Fort St. John

Northern B.C. had some of the highest household incomes in 2015. (Andrew Kurjata/CBC)

British Columbia is known for being one of the most expensive places to live in Canada, but household incomes in the province were below the national average, according to newly released Census figures.

Median household income in B.C. — meaning half of households made more and half made less — was $69,995 in 2015, Statistics Canada figures show. 

This compares with $70,336 in Canada, $74,287 in Ontario and $93,835 in Alberta the same year.

B.C. also had higher rates of low-income households and children living in low-income households than was the case nationally.

The Vancouver Metropolitan Area, which includes most of Metro Vancouver, ranked 15th in the country in terms of median household income in 2015, at $72,662. This was just behind Abbotsford-Mission.

Calgary and Edmonton topped the country at $99,583 and $94,447 respectively.

Household income growth in B.C. kept pace with country  

Household income in B.C. grew by 12.2 per cent between 2005 and 2015. This was slightly higher than the national rate and placed B.C. in the middle of the pack relative to other provinces, ahead of Ontario, Quebec and the Maritimes but well behind Alberta, Saskatchewan and the territories.

In Metro Vancouver, the Census also revealed sharp income differences from one neighbourhood to another.

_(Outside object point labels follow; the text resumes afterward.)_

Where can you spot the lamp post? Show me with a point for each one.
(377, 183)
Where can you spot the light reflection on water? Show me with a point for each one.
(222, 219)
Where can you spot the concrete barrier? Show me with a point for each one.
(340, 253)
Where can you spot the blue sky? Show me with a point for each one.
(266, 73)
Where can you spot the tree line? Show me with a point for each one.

The province was home to Canada's poorest urban community, Vancouver's Downtown Eastside, with a median household income of $17,051 in 2015. B.C.'s richest neighbourhood, at $145,481, was in West Vancouver. 

Map shows median household income by census tract in 2015. Click on an area for details.

Northern B.C. saw highest incomes in 2015

Five of the 10 B.C. municipalities with the highest household incomes in 2015 were in northern B.C., four of them in northeastern B.C.'s Peace region.

Northern B.C. was also home to many of the communities that recorded the largest growth in household income between 2005 and 2015. The Peace region, Dawson Creek and Fort St. John all saw increases in household income of 30 to 35 per cent between 2005 and 2015.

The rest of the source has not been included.